C.2 Inserting Equations in Powerpoint Presentations

The two tools most commonly used for presenting talks – Microsoft Powerpoint and OpenOffice Impress – have no facility for importing text rendered in LaTeX into slides. This is a frustration for those who work in mathematical disciplines, where it is necessary for talks to include equations. More generally, it is a frustration for anyone who works in a field with notation which makes use of non-standard characters. Powerpoint does include its own Equation Editor, but its output is considerably less professional than that produced by LaTeX.

It is possible to import graphic images into Powerpoint, but it cannot read images in postscript format, the format in which LaTeX produces its output.

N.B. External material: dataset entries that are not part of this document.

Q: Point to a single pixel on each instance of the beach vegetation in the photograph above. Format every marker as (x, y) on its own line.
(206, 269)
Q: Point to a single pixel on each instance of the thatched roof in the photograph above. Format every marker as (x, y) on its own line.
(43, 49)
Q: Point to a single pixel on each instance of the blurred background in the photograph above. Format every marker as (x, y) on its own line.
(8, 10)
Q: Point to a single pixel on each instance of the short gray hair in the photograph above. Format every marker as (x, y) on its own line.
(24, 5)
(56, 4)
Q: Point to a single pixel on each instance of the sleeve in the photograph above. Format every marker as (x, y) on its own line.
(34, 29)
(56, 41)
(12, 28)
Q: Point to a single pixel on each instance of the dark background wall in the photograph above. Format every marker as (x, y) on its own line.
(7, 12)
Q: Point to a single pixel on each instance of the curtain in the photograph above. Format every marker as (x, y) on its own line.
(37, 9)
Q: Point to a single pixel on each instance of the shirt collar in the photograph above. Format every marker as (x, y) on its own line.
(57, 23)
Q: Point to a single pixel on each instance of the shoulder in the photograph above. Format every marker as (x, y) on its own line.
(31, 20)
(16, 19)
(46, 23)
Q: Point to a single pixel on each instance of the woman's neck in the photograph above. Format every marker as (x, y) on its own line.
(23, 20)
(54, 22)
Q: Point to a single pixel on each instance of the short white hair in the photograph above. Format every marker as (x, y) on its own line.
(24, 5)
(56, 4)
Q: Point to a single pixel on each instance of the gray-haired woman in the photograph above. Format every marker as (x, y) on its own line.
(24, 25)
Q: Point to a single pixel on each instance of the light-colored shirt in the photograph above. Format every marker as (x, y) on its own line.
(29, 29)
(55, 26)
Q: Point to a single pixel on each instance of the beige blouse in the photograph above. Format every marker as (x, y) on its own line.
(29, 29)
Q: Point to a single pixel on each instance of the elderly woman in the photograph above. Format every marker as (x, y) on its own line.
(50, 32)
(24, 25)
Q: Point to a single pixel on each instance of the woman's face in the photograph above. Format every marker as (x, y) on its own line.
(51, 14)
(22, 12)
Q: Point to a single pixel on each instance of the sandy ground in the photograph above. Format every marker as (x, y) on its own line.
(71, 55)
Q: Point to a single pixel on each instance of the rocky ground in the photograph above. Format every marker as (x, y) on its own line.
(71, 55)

PyXPlot’s gif and png terminals provide a fix for this problem, as the following example demonstrates:

set term transparent noantialias gif ; set dpi 300
set output 'equation.gif' ; set multiplot

# Render the Planck blackbody formula in LaTeX
set textcolour yellow
text '$B_\nu = \frac{8\pi h}{c^3} \
\frac{\nu^3}{\exp \left( h\nu / kT \right) -1 }$' at 0,0
text 'The Planck Blackbody Formula:' at 0 , 0.75

The result is a gif image of the desired equation, with yellow text on a transparent background. This can readily be imported into Powerpoint and re-scaled to the desired size.